Phil Spector, c’était aussi des manipulations retorses et un système de gouvernance vicelard. Un exemple : pendant que les Crystals tournaient sur la Côte Est, Spector a engagé Darlene Love à Los Angeles pour enregistrer un nouveau single, He’s a Rebel, pressé de battre le fer et d’occuper sans relâche le sommet des hit-parades. Le problème, c’est que Spector a sorti He’s a Rebel sous le nom des Crystals sans prévenir les Crystals originales. La La Brooks l’a encore en travers de la gorge. “Voici comment nous avons connu Darlene Love : avec les Crystals, nous roulions en voiture vers notre prochain concert quand soudain, nous avons entendu He’s a Rebel à la radio. A la fin de la chanson, le DJ a annoncé : ‘C’était les Crystals, numéro 1 !’ On s’est toutes regardées, abasourdies. On savait que ce disque, ça n’était pas nous. C’était très blessant. J’ai dû apprendre en vitesse à chanter He’s a Rebel et He’s Sure the Boy I Love pour les concerts suivants. Mais Darlene Love avait un très fort accent sudiste alors que j’avais l’accent de Brooklyn, si bien que j’ai dû ajouter un talent d’imitatrice à mon chant. Sous son nom, Darlene Love n’a jamais eu de gros hits. Phil a enregistré Darlene sous le nom de Crystals parce qu’il s’agissait d’un groupe populaire.”

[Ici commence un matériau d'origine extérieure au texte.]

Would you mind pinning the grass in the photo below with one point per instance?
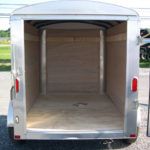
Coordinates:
(144, 64)
(5, 58)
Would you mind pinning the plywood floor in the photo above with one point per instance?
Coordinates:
(78, 112)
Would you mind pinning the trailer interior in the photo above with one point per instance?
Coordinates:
(75, 77)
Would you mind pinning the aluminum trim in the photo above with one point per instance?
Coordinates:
(101, 55)
(43, 62)
(10, 119)
(74, 17)
(19, 103)
(35, 134)
(132, 69)
(148, 121)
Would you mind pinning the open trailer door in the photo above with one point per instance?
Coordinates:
(148, 121)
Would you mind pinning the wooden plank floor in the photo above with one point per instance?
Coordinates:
(74, 113)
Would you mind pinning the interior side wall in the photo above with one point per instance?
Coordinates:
(73, 61)
(116, 64)
(32, 64)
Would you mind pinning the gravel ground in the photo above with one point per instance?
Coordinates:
(143, 142)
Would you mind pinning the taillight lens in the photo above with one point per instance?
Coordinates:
(17, 85)
(134, 85)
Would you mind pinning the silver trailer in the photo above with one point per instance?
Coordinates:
(74, 71)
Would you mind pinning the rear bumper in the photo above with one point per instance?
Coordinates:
(35, 134)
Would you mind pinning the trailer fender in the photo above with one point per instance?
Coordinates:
(10, 120)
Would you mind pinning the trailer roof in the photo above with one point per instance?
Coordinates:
(75, 7)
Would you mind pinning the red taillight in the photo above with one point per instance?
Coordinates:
(17, 137)
(133, 135)
(134, 85)
(17, 85)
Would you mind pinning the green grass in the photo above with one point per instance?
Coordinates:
(5, 58)
(144, 64)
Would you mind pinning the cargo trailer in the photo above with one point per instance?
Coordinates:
(74, 71)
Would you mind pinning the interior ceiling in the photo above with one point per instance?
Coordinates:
(43, 23)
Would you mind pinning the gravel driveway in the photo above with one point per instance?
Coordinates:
(143, 142)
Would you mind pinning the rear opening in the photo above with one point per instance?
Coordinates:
(75, 75)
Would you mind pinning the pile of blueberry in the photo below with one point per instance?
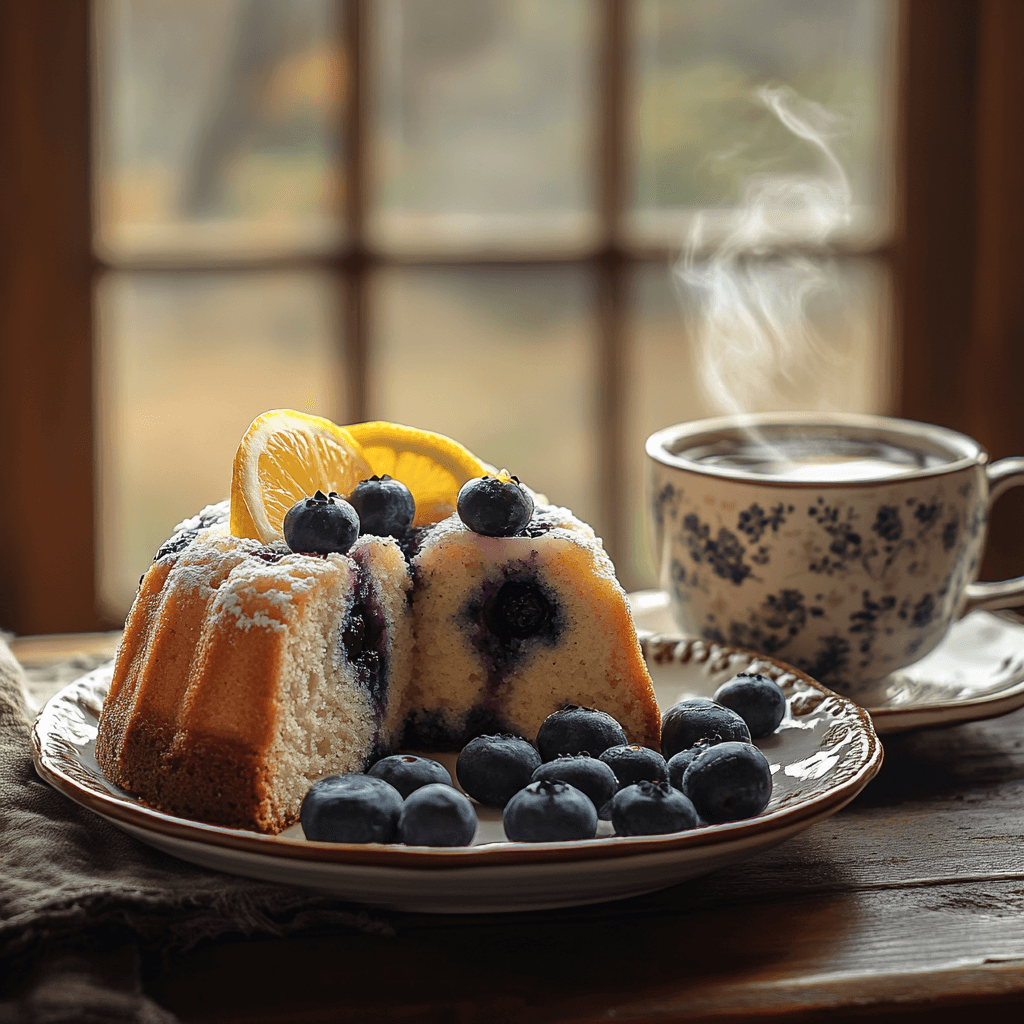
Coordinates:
(582, 769)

Cet exemple révèle bien le fonctionnement égotiste et mégalomane de Spector, qui exploitait ses chanteuses comme des pions interchangeables, corvéables à merci. L’artiste, le patron, c’était lui. “Il voulait garder le contrôle et nous utiliser à sa guise, explique Darlene Love. Je crois que j’ai eu de la chance de rencontrer Phil Spector avant qu’il ne devienne riche et célèbre. Il me respectait. Je ne l’ai pas réalisé tout de suite, mais il ne voulait pas produire des stars, il voulait être la star lui-même.” Si la pétulante Darlene semble avoir bien digéré ses années Spector (elle a poursuivi une carrière, chanté chez David Letterman, joué dans L’Arme fatale…), les blessures de la mélancolique La La Brooks sont toujours prêtes à se rouvrir.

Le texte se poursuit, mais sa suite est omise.